Macht Sitzenbleiben Sinn?

Mögliche bildungspolitische Konsequenzen aus den Ergebnissen der PISA-Studie


Trabajo de Seminario, 2006

21 Páginas, Calificación: 1


Extracto


Inhalt

Einleitung

1 Die Klassenwiederholung. Definition und Historisches
1.1 Einordnung des Sitzenbleibens in die Grundstruktur des deutschen Schulsystems
1.2 Geschichte des Sitzenbleibens

2 Mit der Klassenwiederholung auftretende Probleme
2.1 Homogene Lerngruppen = leistungsstarke Lerngruppen?
2.2 Psychologische Aspekte des Sitzenbleibens
2.3 Gesellschaftliche Auswirkungen des Sitzenbleibens

3 Mögliche Konsequenzen
3.1 Was kann Deutschland vom PISA-Sieger Finnland lernen?
3.2 Stimmungslage in Deutschland zum Thema Abschaffen des Sitzenbleibens

4 Fazit

Literatur

Einleitung

Das „Sitzenbleiben“[1] ist im deutschen Schulsystem seit mehreren hundert Jahren fest verankert. Die Kritik am Sitzenbleiben ist nach Bekanntwerden der Ergebnisse der PISA-Studie neu entfacht; nachdem die deutschen Schüler[2] bei dieser internationalen Vergleichsstudie so schlecht abschnitten, plädierte die Gewerkschaft Erziehung und Wissenschaft (GEW) dafür, eher in vorbeugende Förderung zu investieren, statt bundesweit jährlich etwa 250.000 Schüler eine Jahrgangsstufe wiederholen zu lassen. Die Diskussion um den Sinn des Sitzenbleibens ist jedoch schon sehr alt[3]. Bereits in den Siebziger- und den Achtzigerjahren wurde am Sitzenbleiben Kritik geübt[4].

An die Maßnahme der Wiederholung einer Klassenstufe wird die Erwartung geknüpft, dass dies zu einer Steigerung der Homogenität innerhalb einer Lerngruppe führe und somit zu einem insgesamt besseren Lernerfolg.
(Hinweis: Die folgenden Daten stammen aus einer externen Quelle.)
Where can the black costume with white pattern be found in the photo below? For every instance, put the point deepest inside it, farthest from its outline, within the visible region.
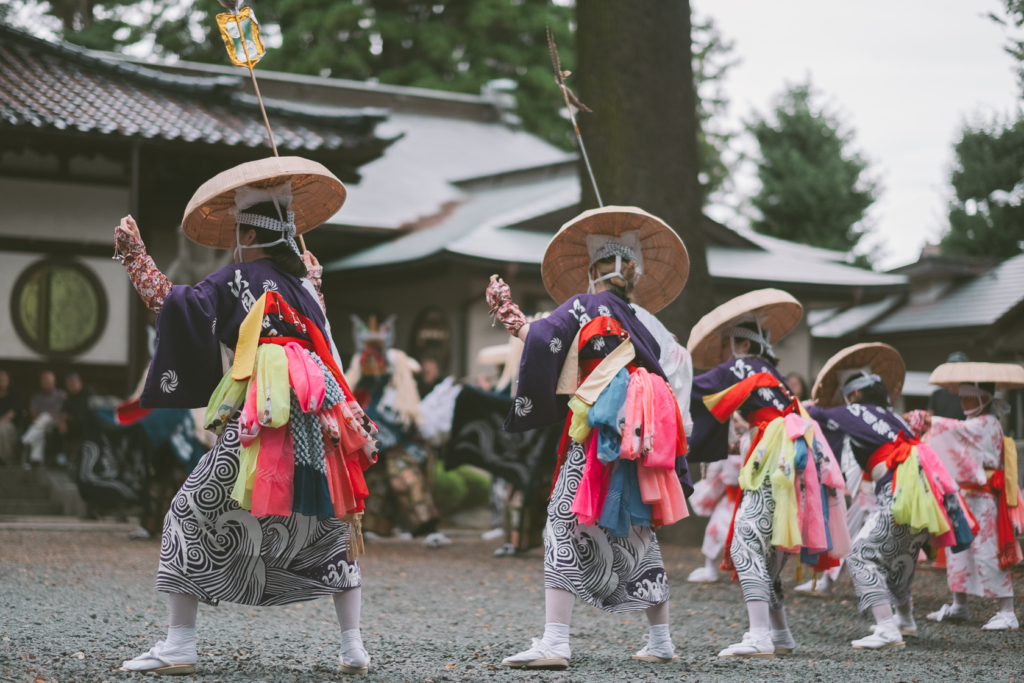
(215, 550)
(615, 574)
(758, 562)
(884, 556)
Für denjenigen, der eine Klasse wiederholt, soll das Sitzenbleiben dazu dienen, dass er in der neuen, weniger anspruchsvollen Lerngruppe wieder Fuß fasst und sich seine Leistung verbessert[5]. In den letzten Jahren ist dieser Zusammenhang jedoch mehrfach in Frage gestellt worden, was sich nicht zuletzt in jüngsten Forderungen der GEW ausdrückt, das Sitzenbleiben doch ganz abzuschaffen.
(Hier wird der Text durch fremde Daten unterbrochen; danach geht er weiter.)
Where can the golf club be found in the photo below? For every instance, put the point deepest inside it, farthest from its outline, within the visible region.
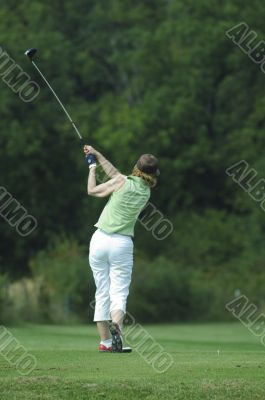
(30, 53)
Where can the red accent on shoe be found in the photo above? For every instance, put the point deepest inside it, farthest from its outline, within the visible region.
(104, 348)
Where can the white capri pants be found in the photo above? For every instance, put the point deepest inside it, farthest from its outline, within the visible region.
(111, 261)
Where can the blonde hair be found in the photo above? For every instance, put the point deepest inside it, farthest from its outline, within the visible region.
(149, 179)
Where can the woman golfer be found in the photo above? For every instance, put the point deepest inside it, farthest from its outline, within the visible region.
(111, 246)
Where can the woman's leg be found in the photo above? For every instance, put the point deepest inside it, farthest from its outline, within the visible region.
(121, 263)
(98, 259)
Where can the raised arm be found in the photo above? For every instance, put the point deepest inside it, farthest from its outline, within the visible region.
(109, 169)
(104, 189)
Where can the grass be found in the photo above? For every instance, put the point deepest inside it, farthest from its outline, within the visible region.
(69, 366)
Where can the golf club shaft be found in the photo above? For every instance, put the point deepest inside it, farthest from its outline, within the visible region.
(59, 101)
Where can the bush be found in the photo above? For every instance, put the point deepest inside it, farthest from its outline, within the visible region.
(65, 284)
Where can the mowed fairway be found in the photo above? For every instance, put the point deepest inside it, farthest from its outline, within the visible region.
(69, 366)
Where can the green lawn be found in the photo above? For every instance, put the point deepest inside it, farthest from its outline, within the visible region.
(69, 366)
In der vorliegenden Arbeit soll zunächst das Sitzenbleiben als Instrument in das deutsche gegliederte Schulsystem eingeordnet werden. Es soll erläutert werden, welche Erwartungen an die Klassenwiederholung geknüpft werden und welche Funktion das Sitzenbleiben erfüllen soll. Im Anschluss daran wird aufgezeigt, welche geschichtliche Bedeutung die Klassenwiederholung hat und aus welchem Kontext heraus sie vor etwa zweihundert Jahren als pädagogische Maßnahme entstanden ist.

Daran schließt sich im zweiten Kapitel eine Diskussion der Frage an, als wie sinnvoll das Sitzenbleiben in der heutigen Zeit angesehen werden kann und welche Probleme damit verbunden sind. Dabei werden sowohl psychologische als auch gesellschaftliche Aspekte berücksichtigt.
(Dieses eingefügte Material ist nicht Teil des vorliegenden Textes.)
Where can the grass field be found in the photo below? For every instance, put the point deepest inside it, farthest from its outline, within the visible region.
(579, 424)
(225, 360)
Im dritten Kapitel sollen Möglichkeiten diskutiert werden, was Deutschland tun könnte um aus dem Bildungsmittelmaß heraus wieder weiter an die internationale Spitze zu kommen. Anhand des PISA-Siegers Finnland soll gezeigt werden, wie eine ausgeprägte Förderkultur eventuell als Alternative zu einer starken Selektionskultur gesehen werden kann, um die Leistungsfähigkeit der Schüler zu steigern. Es werden dabei Teilergebnisse der PISA-Studie dieser und anderer Länder gegenübergestellt, die eine Aussage über die Häufigkeit des Gebrauchs von Klassenwiederholungen und verzögerten Schullaufbahnen treffen.

Daran schließt sich eine Darstellung des derzeitigen Meinungsbildes an, das derzeit in Deutschland zum Thema Sitzenbleiben zu finden ist. Dabei werden sowohl Meinungen des Volkes als auch die Stimmung innerhalb der Politik aufgegriffen.

1 Die Klassenwiederholung. Definition und Historisches

1.1 Einordnung des Sitzenbleibens in die Grundstruktur des deutschen Schulsystems

Sitzenbleiben ist „der umgangssprachliche Begriff für die Wiederholung einer Jahrgangsstufe, die jeweils am Ende eines Schuljahres angeordnet wird, wenn ein Kind das im Lehrplan festgelegte Pensum nicht bewältigt hat.“[6]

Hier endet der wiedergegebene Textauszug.